Allereerst is het goed om te snappen hoe afvallen werkt. Hoewel er duizenden aanvliegroutes zijn, geldt onderaan de streep maar één natuurkundige wet: verbrandt meer calorieën dan je binnenkrijgt. Dit heet een negatieve energiebalans. Hoe je een negatieve energiebalans op een gezonde, duurzame manier creëert, dat lees je hier.
Cravings
Wanneer het vet van je lijf begint af te smelten, zul je ook merken dat je vaker last krijgt van cravings. De hunker naar meer eten wordt groter. Dit heeft enerzijds te maken met het simpele gegeven dat het lichaam energie nodig heeft om te functioneren en dat liever binnenkrijgt via voeding dan uit eigen energievoorraden (lees: vet).
Anderzijds wil het lichaam voldoende vet opslaan, indien het in karige tijden moet overleven. In een volledig verzadigde wereld waarin de supermarkten uitpuilen van producten vol vetten en suikers, en we niet meer hoeven te verzamelen en jagen om aan ons eten te komen en veelal wel veel zitten, wordt de vetopslag al snel royaler dan nodig is. Daarom is het aan ons om ons bewustzijn in te zetten tegen de grillen van ons lichaam en het grotendeels te voorzien van de voedingsstoffen die we daadwerkelijk nodig hebben.
Hormonen tijdens het afvallen
Los van het bovenstaande is er nog een derde reden waarom we alleen nog maar aan een sappige burger of aan het leegscheppen van een pot pindakaas (met nootjes) kunnen denken wanneer we in een negatieve energiebalans verkeren.
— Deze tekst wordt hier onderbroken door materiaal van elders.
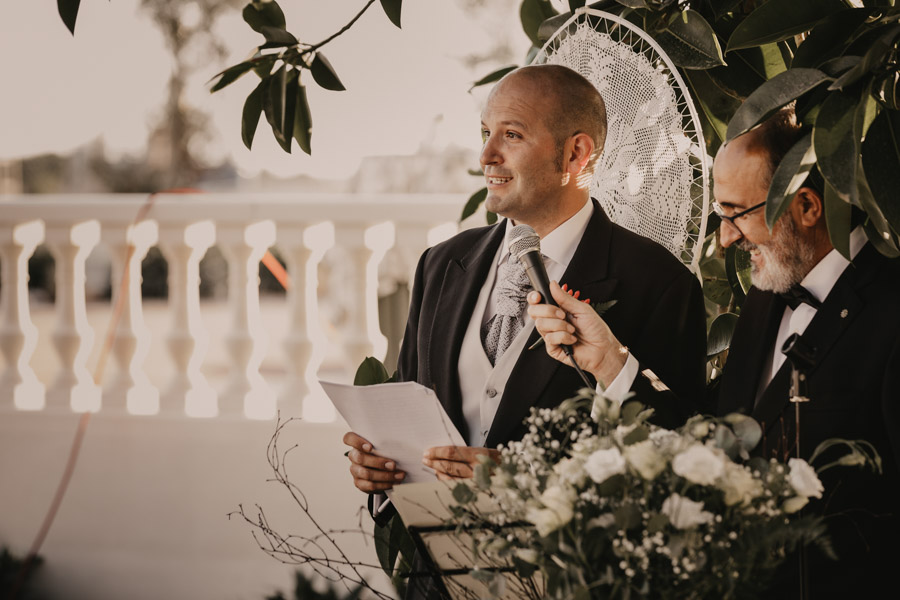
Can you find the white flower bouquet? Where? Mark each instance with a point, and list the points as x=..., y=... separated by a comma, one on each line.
x=622, y=508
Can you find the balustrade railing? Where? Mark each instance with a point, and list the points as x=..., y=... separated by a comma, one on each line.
x=305, y=228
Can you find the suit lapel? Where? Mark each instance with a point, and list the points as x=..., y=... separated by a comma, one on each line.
x=535, y=369
x=463, y=280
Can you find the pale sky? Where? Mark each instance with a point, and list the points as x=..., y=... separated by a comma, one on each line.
x=108, y=81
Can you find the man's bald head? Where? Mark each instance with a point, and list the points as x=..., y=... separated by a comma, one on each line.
x=573, y=105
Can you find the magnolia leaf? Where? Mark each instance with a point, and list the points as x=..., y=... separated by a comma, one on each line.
x=303, y=121
x=772, y=96
x=776, y=21
x=276, y=37
x=829, y=37
x=473, y=203
x=253, y=106
x=872, y=59
x=720, y=332
x=231, y=74
x=691, y=42
x=532, y=13
x=264, y=14
x=836, y=146
x=837, y=217
x=881, y=162
x=324, y=74
x=493, y=76
x=68, y=12
x=371, y=371
x=789, y=178
x=463, y=494
x=392, y=10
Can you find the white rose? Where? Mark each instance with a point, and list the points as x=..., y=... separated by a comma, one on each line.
x=699, y=464
x=739, y=485
x=645, y=459
x=803, y=479
x=792, y=505
x=603, y=464
x=557, y=511
x=684, y=513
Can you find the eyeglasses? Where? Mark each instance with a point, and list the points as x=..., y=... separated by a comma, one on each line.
x=717, y=208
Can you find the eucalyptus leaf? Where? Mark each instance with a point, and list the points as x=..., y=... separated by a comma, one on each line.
x=789, y=177
x=231, y=74
x=68, y=12
x=473, y=203
x=691, y=42
x=835, y=144
x=532, y=13
x=776, y=21
x=392, y=10
x=253, y=106
x=303, y=121
x=881, y=162
x=772, y=96
x=837, y=216
x=493, y=76
x=371, y=371
x=263, y=14
x=324, y=74
x=719, y=338
x=872, y=59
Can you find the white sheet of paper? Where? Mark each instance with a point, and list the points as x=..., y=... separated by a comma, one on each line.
x=401, y=420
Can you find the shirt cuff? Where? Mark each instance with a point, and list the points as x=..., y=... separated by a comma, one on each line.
x=621, y=385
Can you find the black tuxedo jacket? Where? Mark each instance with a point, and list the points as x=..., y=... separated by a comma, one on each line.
x=854, y=389
x=659, y=315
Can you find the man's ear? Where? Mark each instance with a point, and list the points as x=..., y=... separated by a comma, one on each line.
x=577, y=153
x=808, y=207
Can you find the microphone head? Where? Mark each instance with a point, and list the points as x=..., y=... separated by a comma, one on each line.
x=523, y=239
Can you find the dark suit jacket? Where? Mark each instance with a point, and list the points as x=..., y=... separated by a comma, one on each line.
x=659, y=315
x=854, y=389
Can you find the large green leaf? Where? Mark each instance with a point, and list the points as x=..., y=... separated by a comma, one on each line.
x=691, y=42
x=302, y=130
x=231, y=74
x=778, y=20
x=837, y=217
x=392, y=10
x=719, y=338
x=473, y=203
x=252, y=110
x=872, y=59
x=836, y=146
x=789, y=177
x=881, y=162
x=829, y=37
x=772, y=96
x=68, y=12
x=493, y=76
x=532, y=13
x=324, y=74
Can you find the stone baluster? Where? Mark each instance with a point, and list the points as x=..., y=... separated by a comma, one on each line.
x=73, y=337
x=18, y=335
x=188, y=389
x=246, y=393
x=131, y=389
x=297, y=344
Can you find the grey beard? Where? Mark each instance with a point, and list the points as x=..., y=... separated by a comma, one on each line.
x=787, y=257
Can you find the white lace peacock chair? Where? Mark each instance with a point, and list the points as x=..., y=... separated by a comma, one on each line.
x=652, y=177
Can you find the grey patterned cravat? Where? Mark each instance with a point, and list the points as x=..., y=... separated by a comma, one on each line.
x=511, y=289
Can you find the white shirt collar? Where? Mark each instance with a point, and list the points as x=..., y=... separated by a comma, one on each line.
x=825, y=274
x=560, y=244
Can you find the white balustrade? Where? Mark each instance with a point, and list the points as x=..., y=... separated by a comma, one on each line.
x=18, y=334
x=243, y=227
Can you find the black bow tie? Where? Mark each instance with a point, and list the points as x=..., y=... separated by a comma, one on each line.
x=798, y=295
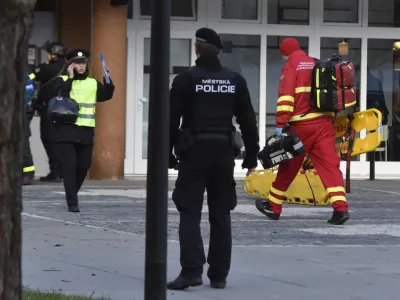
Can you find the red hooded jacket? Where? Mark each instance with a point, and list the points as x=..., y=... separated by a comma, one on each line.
x=294, y=92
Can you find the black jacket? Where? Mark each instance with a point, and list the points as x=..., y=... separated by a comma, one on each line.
x=43, y=74
x=65, y=133
x=183, y=91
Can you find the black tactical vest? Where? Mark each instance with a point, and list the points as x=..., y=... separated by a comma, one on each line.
x=211, y=109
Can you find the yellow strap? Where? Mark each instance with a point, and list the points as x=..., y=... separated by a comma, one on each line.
x=28, y=169
x=310, y=116
x=336, y=189
x=277, y=192
x=286, y=98
x=284, y=108
x=275, y=200
x=337, y=198
x=303, y=89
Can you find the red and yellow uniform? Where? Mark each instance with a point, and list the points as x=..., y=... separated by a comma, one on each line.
x=315, y=129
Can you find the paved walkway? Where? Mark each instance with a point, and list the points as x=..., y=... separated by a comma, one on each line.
x=101, y=250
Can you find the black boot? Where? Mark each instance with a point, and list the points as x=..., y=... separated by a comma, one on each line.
x=339, y=217
x=218, y=284
x=181, y=283
x=73, y=208
x=50, y=178
x=27, y=181
x=265, y=208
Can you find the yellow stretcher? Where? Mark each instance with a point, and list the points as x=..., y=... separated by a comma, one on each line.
x=368, y=127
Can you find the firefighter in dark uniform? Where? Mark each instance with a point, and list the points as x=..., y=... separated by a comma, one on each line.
x=28, y=165
x=46, y=74
x=207, y=97
x=74, y=142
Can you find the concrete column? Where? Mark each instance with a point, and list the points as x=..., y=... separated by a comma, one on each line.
x=74, y=23
x=110, y=38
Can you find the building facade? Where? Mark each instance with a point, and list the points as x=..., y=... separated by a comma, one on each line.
x=252, y=31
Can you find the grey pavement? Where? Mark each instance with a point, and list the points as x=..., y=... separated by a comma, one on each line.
x=101, y=250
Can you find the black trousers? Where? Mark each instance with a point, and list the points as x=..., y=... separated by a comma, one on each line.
x=208, y=165
x=46, y=132
x=76, y=160
x=28, y=166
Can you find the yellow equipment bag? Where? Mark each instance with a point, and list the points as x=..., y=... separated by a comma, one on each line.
x=368, y=128
x=367, y=125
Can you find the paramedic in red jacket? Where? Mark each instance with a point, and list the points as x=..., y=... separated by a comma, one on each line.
x=315, y=130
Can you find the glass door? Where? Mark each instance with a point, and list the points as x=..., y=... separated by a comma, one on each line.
x=182, y=57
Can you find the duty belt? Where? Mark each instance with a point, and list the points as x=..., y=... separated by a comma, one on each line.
x=212, y=136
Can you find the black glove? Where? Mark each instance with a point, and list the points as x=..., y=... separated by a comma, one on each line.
x=173, y=162
x=250, y=161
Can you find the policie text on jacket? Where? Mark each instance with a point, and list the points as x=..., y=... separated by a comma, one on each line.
x=215, y=86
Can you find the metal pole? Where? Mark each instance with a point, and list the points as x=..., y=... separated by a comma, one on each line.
x=371, y=165
x=158, y=156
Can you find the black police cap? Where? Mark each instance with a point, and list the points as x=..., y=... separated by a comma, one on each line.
x=78, y=55
x=208, y=36
x=54, y=48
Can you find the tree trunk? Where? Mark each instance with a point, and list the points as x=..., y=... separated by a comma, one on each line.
x=15, y=29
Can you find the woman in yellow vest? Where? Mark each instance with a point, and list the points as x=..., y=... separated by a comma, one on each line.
x=74, y=142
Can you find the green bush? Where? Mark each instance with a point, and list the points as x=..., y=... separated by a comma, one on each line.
x=34, y=295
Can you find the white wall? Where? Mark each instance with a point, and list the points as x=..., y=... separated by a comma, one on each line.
x=44, y=29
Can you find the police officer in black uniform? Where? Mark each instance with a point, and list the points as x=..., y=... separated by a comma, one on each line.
x=73, y=143
x=207, y=96
x=46, y=74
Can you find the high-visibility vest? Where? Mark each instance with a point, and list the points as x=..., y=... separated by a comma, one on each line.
x=84, y=92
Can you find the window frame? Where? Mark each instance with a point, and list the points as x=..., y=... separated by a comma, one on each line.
x=215, y=9
x=320, y=15
x=137, y=12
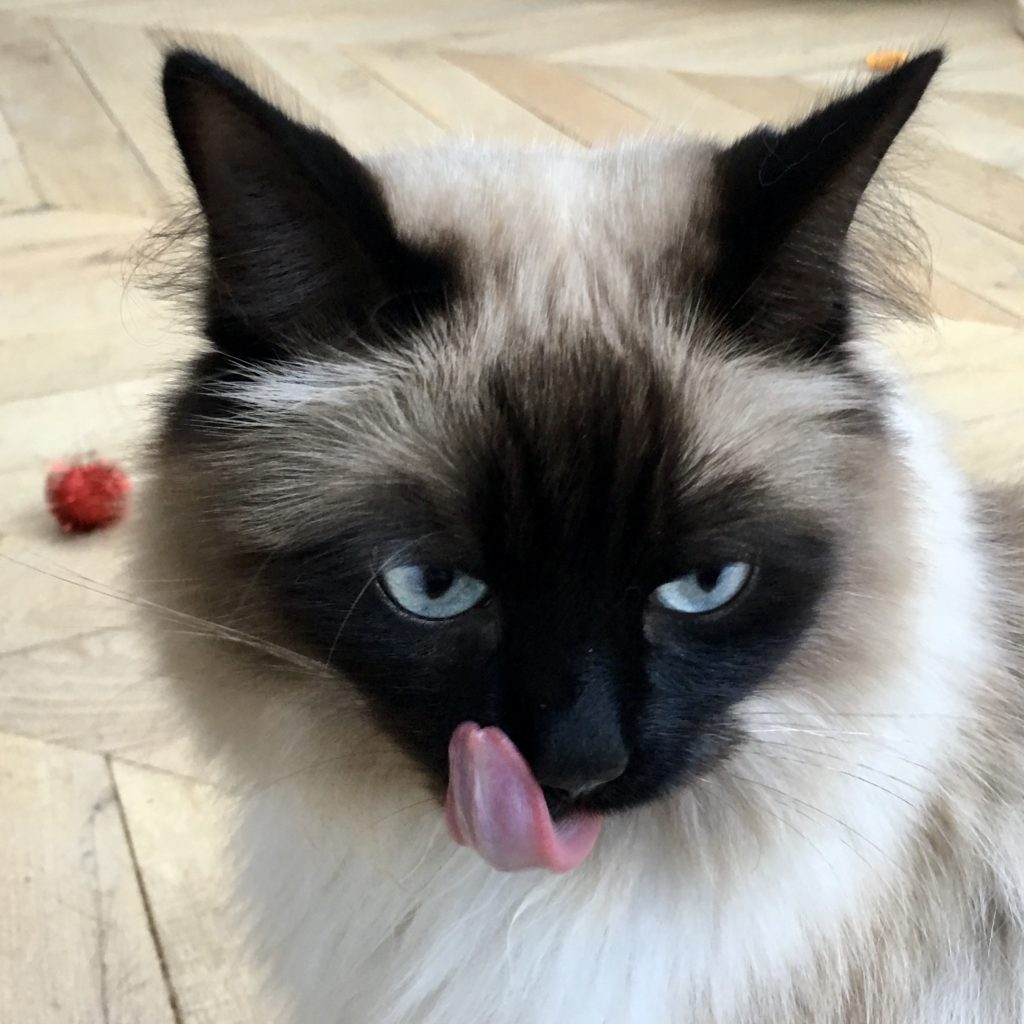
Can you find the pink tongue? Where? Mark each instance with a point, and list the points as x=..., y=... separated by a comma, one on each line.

Na het nuttige van een maaltijd geven vetcellen in ons lichaam een hormoon vrij dat aan het brein laat weten dat je vol zit en kan stoppen met eten.
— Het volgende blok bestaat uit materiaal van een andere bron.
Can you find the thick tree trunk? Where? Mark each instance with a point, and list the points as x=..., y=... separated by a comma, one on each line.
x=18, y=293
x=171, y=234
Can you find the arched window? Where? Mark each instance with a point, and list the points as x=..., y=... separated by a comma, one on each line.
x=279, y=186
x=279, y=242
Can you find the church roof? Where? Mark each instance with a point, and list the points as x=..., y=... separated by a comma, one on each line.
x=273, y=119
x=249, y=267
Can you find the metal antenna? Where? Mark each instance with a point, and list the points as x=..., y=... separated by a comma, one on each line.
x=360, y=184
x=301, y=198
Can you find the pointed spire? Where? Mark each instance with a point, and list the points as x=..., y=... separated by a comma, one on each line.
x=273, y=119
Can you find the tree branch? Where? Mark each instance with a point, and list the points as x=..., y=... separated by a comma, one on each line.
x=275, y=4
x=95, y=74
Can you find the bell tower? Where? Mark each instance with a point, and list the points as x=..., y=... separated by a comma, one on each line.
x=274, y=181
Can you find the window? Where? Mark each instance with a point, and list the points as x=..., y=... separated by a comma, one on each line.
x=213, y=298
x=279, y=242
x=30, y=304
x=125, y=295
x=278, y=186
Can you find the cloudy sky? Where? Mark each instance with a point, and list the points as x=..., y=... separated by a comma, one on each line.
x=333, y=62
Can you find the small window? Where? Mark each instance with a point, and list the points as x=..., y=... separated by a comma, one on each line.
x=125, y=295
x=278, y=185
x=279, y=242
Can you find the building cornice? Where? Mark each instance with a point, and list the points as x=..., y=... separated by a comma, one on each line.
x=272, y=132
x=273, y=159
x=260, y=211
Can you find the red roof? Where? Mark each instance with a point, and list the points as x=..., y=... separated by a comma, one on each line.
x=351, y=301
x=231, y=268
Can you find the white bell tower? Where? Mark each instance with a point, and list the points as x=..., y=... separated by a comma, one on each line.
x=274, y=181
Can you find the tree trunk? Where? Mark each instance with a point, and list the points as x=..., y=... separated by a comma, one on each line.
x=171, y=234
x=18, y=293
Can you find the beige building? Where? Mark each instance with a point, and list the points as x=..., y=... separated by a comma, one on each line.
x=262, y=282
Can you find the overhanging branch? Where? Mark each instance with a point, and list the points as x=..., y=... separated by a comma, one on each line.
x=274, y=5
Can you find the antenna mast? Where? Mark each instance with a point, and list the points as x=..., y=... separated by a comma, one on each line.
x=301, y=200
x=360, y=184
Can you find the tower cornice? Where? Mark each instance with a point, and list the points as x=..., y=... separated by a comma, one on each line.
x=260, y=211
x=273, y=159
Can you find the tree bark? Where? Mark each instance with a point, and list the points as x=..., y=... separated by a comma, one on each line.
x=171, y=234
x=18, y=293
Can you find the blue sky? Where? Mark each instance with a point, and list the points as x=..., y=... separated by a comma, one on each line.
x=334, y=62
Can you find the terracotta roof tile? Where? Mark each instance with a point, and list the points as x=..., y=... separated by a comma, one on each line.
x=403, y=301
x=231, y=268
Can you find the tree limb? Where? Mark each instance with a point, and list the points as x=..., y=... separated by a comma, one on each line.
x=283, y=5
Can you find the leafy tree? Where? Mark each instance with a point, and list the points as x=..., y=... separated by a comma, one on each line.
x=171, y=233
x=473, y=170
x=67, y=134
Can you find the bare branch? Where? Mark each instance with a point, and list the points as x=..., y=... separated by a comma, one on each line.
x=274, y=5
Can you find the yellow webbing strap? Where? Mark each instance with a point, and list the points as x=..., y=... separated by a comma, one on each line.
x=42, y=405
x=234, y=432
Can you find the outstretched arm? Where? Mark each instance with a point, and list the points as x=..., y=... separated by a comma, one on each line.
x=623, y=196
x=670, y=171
Dit hormoon heet leptine. Wanneer de vetvoorraden afnemen, daalt ook de afgifte van leptine. Een aanzienlijke afname van dit hormoon werd bij mensen met obesitas gemeten bij een vetverlies van tien procent. Het lichaam wil vanaf dat moment meer vet opslaan, zodat het leptine-niveau wordt hersteld naar wat het gewend is.
Wanneer je wil afvallen, werkt het lichaam je dus aardig tegen. Er bestaan tientallen handvatten om je te ondersteunen in dit proces, waarvan het creëren van helpende routines een sleutelrol speelt.